By the Blouin News Business staff

Brazil expects lower soy exports, blames China

by in Americas, Asia-Pacific.

A combine harvester pours cropped soybeans in a truck, in Campo Novo do Parecis in a file image. AFP/Getty Images

A combine harvester pours cropped soybeans in a truck, in Campo Novo do Parecis in a file image. AFP/Getty Images

Brazil, the world’s second largest soybean exporter, is nearing the end of the 2013/2014 season harvest crop and the outcomes are shaping up to be worse than expected — a new indicator that adds onto the list of the country’s overall economic difficulties. The Association of Vegetable Oils Industries (Abiove) expects Brazil to export 43 million tonnes of soybeans this year, a downward revision from its forecast of 44 million tonnes in March. The association cited weaker Chinese demand, the top-buyer of Brazilian soybean, as the principle reason for the downgrade.

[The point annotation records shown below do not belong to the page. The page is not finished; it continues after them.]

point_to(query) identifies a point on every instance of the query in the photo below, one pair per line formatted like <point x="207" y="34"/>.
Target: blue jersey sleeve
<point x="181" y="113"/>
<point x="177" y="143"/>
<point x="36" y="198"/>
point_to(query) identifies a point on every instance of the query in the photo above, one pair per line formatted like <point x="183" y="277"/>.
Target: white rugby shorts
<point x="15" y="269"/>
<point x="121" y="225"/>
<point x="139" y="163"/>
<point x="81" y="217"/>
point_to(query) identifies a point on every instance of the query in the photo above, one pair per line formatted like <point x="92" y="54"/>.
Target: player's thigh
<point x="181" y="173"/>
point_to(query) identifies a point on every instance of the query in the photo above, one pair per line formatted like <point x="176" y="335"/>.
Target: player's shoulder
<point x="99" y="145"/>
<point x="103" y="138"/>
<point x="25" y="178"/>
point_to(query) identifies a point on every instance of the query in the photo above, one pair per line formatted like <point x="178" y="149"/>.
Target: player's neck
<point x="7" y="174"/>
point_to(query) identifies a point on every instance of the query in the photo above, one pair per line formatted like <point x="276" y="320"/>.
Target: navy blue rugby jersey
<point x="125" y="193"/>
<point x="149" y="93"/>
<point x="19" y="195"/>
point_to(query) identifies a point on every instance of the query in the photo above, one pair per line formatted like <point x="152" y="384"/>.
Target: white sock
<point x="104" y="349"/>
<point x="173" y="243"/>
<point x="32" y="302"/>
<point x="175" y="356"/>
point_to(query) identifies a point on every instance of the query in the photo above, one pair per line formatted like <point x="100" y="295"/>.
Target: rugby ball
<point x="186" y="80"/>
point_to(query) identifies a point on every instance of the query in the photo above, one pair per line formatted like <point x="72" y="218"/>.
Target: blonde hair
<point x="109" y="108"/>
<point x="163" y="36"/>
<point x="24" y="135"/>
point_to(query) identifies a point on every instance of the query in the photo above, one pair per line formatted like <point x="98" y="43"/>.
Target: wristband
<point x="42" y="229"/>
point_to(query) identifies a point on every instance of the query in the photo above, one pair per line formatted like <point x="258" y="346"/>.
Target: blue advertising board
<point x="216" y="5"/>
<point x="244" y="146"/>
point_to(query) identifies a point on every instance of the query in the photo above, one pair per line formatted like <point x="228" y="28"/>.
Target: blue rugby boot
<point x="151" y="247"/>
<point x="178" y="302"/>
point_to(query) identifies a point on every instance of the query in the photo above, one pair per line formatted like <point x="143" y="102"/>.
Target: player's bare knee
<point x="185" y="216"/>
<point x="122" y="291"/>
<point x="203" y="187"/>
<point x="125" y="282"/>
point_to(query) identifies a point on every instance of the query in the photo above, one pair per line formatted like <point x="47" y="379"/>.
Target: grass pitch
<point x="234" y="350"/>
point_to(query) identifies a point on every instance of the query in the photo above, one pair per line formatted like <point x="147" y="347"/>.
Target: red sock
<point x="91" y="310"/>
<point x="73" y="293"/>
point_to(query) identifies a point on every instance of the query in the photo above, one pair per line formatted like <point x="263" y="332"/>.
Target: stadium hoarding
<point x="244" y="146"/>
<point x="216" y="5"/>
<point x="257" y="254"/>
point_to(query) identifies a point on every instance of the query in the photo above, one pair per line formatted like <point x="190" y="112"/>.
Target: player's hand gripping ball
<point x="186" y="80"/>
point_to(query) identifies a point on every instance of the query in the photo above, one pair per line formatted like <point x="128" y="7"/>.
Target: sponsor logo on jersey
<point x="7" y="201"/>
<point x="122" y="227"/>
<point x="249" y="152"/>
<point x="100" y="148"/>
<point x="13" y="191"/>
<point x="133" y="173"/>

This highlights, again, the overall weaker data in the South American country off the back of China’s reduced commodity demand and current economic difficulties. According to Reuters, Shandong Sunrise Group (China’s biggest soy buyer) may default on a further 1.2 million tonnes of soybeans worth approximately $900 million shipped from the United States and South America, to avoid incurring huge losses. It’s also important to note that China has recently closed two big agribusiness related ventures when it acquired the majority stake of the agricultural commodities unit of Noble Group and commodities trader Nidera NV — as it tries to become less dependent on other  markets and strengthen its position. (Read more: China takes another giant step in global agribusiness push).

Source: Earth Policy Institute

Source: Earth Policy Institute

Abiove, which represents the top international soybean crushers operating in Latin America’s largest economy — including global agribusiness players as ADM, Bunge Ltd, Cargill Inc and Louis Dreyfus Corp — maintained its forecast for production at a record 86.1 million tonnes. Curiously, the dry spell that the country has experienced and which has afflicted some areas from December to February wasn’t a concern for Abiove. Even as the country saw a rainy March, the U.S. Department of Agriculture, downgrade of 1 million tonnes to 87.5 million tonnes in its most recent forecast for Brazilian soybean production for the season also shows that climate-related issues have hit its output. On its behalf, Brazil’s crop supply agency, Conab, cut its forecast to 85.4 million tonnes in March. The good news is that the agency predicts a sharp rise in output next season, to 97 million tonnes, a record for any soybean harvest anywhere, thanks to an increase in sowings of more than 2.3 million hectares, and a boost to yields from improved seed. This will likely boost soy exports from Brazil as well.

The 2013/14 harvest season is nearly done with around 10% of production still standing in the field. Brazil is a global agricultural powerhouse and many industry analysts predict that it will take on a larger share of the world’s food production in coming years. The farm sector has been a rare bright spot in Brazil’s hesitant economy but that could quickly fade away. At least they are holding onto the idea that the demand for these products will increase when the World Cup takes place in June. Will it be enough to not become another political and economical issue ahead of the October presidential elections?